Potential Malware-Like Behavior
While no definitive conclusions can be drawn without vibrant analysis, several observed habits line up with known spyware and malware patterns:
- The app uses reflection and UI overlays, which might assist in unauthorized screen capture or phishing attacks.
- SIM card details, identification numbers, and other device-specific information are aggregated for unknown purposes.
- The app implements country-based gain access to constraints and "risk-device" detection, recommending possible surveillance mechanisms.
- The app carries out calls to pack Dex modules, where extra code is packed from files with a.so extension at runtime.
- The.so files themselves and make extra calls to dlopen(), which can be utilized to load additional.so files.

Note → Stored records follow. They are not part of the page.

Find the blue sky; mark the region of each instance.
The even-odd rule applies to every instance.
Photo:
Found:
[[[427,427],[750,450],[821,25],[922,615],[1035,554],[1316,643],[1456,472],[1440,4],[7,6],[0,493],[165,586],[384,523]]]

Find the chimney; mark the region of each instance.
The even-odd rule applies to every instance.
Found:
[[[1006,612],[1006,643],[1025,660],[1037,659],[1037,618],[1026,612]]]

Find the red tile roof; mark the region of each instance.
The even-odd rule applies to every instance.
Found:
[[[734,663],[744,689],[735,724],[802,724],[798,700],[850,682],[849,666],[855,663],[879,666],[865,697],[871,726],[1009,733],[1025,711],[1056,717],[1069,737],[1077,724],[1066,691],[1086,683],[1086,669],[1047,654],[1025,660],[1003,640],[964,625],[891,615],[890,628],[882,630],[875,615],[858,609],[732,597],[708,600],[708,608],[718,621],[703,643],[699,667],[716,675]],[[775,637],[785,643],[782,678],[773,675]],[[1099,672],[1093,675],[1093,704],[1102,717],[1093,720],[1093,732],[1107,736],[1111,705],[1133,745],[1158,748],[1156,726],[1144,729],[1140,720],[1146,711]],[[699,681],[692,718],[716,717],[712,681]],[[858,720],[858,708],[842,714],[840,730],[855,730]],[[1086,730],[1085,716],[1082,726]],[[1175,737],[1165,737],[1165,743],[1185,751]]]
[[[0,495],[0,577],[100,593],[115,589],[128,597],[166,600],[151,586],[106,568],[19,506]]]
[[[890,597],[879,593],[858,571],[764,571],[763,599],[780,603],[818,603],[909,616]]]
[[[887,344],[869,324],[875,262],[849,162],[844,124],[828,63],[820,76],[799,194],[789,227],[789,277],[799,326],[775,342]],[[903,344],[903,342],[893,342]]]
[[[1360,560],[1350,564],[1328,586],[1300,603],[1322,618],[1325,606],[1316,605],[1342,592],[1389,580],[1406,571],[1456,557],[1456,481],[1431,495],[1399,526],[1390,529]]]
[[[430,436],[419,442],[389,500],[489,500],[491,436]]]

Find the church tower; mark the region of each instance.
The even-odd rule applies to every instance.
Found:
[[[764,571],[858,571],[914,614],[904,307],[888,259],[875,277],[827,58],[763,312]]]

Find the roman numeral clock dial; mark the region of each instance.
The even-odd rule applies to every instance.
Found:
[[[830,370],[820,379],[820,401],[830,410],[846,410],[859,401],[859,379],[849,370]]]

This center is not generally examined by Google Play Protect and other static analysis services.
- The.so files can be implemented in native code, such as C++. The usage of native code adds a layer of complexity to the analysis procedure and obscures the complete level of the app's capabilities. Moreover, native code can be leveraged to more quickly escalate opportunities, potentially making use of vulnerabilities within the os or gadget hardware.
Remarks
While data collection prevails in contemporary applications for debugging and improving user experience, aggressive fingerprinting raises considerable personal privacy concerns. The DeepSeek app needs users to log in with a legitimate email, which should already offer sufficient authentication. There is no legitimate factor for the app to strongly collect and transfer unique gadget identifiers, lespoetesbizarres.free.fr IMEI numbers, SIM card details, and wakewiki.de other non-resettable system properties.
The degree of tracking observed here goes beyond normal analytics practices, potentially making it possible for relentless user tracking and re-identification throughout gadgets. These behaviors, integrated with obfuscation methods and network interaction with third-party tracking services, call for a greater level of examination from security researchers and users alike.
The employment of runtime code packing as well as the bundling of native code recommends that the app might permit the implementation and execution of unreviewed, remotely provided code. This is a severe prospective attack vector. No evidence in this report is provided that remotely released code execution is being done, just that the facility for this appears present.
Additionally, the app's method to identifying rooted gadgets appears excessive for an AI chatbot. Root detection is often warranted in DRM-protected streaming services, where security and content security are critical, akropolistravel.com or in competitive computer game to avoid unfaithful. However, there is no clear rationale for such stringent procedures in an application of this nature, raising additional concerns about its intent.
Users and organizations considering installing DeepSeek ought to be conscious of these possible dangers. If this application is being utilized within a business or government environment, experienciacortazar.com.ar extra vetting and security controls should be enforced before allowing its deployment on handled gadgets.
Disclaimer: The analysis presented in this report is based upon fixed code review and does not indicate that all found functions are actively used. Further investigation is required for conclusive conclusions.